My first month as a student teacher, as I absorbed the humiliation of my ineptitude, it was not exactly reassuring to discover that the teachers supervising me had, the semester before, declined to recommend that student teacher for a credential. They tried to reassure me that I was doing much better than she had -- which I found difficult to believe. She was, they told me, a very nice woman who meant well but didn't seem to understand the basic objective of teaching -- and wasn't willing to learn it. They said the decision to deny her was a difficult one.
But they had made it. They had done their job and in retrospect that impressed me -- that they could temper their own idealism and helping nature with a full understanding of their obligation to protect children from incompetence.
And shouldn't we expect no less from every administrator in the system?

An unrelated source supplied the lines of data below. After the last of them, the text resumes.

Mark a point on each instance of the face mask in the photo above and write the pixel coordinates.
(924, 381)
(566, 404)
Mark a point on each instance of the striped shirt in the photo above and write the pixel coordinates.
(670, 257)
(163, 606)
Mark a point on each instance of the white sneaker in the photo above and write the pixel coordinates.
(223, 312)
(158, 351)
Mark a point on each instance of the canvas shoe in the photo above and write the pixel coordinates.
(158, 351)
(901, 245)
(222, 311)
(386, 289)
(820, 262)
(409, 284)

Before I go any further, let me say a few things about public school administrators:
- I don't think I ever want to be one, and not because I consider them the enemy (I have only felt that way about a few of them). Rather, I have seen how difficult the job can be -- at least for those who care about what they are doing, and for them the job is often a thankless one. They are the object of scorn from teachers, from students, from parents, and from their superiors in district offices.
- Good administrators turn schools around -- I've seen it done - but a great administrator turns that school around and then stays there to finish the job.

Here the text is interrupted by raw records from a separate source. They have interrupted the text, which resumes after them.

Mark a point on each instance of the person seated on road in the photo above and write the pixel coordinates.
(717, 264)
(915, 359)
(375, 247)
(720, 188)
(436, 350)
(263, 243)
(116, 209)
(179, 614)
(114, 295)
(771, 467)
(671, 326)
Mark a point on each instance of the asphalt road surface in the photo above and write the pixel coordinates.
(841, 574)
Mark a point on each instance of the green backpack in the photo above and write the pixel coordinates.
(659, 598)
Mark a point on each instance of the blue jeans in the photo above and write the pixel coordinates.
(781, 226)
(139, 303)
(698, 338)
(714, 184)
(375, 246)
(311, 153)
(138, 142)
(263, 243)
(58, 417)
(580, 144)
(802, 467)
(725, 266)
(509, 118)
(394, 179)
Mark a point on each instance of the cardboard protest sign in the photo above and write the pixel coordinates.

If we are going to improve the quality of classroom instruction -- if we are going to ensure that no child is subjected to an incompetent teacher and do so without undermining the efforts of our talented and hard-working instructors -- then we must have strong, fair, committed, and effective administrators with a long term interest in the schools in which they serve.
I had a principal once who lasted only four years but managed, in that time, to get rid of a teacher who was ineffective and opportunistic -- who showed animated movies and barely supervised students and taught them nothing. Terminating that teacher was hard work -- it involved reams of documentation and hours of consultation -- but this principal had a strong commitment to the children of South Los Angeles and was willing to make the effort even though that teacher would not have been her problem much longer.

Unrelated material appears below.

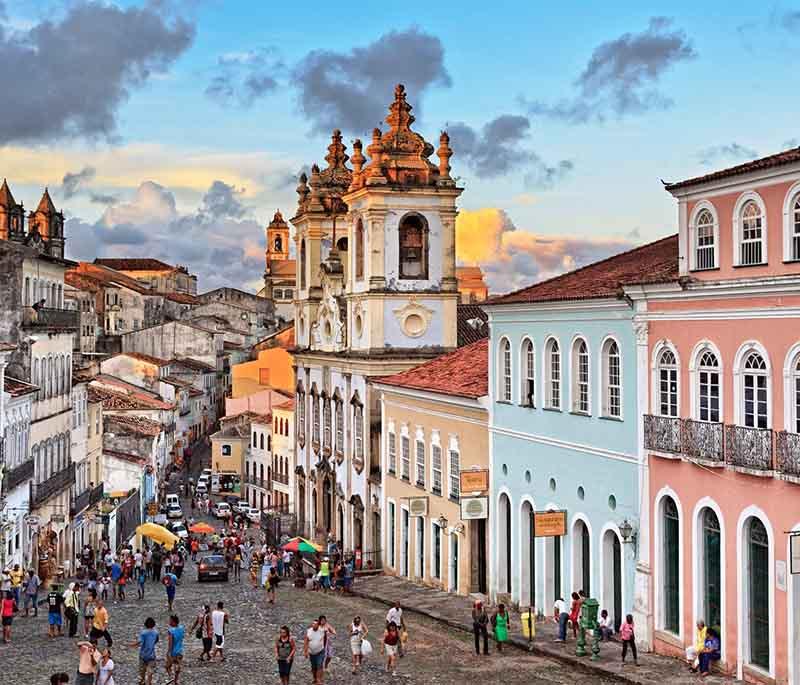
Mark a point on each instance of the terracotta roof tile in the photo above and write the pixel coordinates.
(781, 158)
(652, 263)
(464, 372)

We cannot assume that all administrators are going to have strong ties to the community or a deep personal commitment to children but we need to ensure that they will act in the long-term interest of schools and their students. If administrative salaries must increase in order to end the conflict between upward mobility and long-term stability then the cost will be far less than the cost we are currently paying at schools, particularly those in the inner-city, at which the so-called leadership has no more than a momentary interest in student success.
Of course, we should get rid of ineffective administrators -- those who cannot manage money or personnel or maintain order in the building -- and demand the best of everyone else -- teachers, parents, and students. We all ought to hold ourselves to the highest standards.
But we cannot legislate integrity or self-respect and so such excellence begins with our leadership -- and though our entire leadership structure may be seriously flawed (a subject for another discussion) if we are stuck with that structure let's give it a chance to succeed.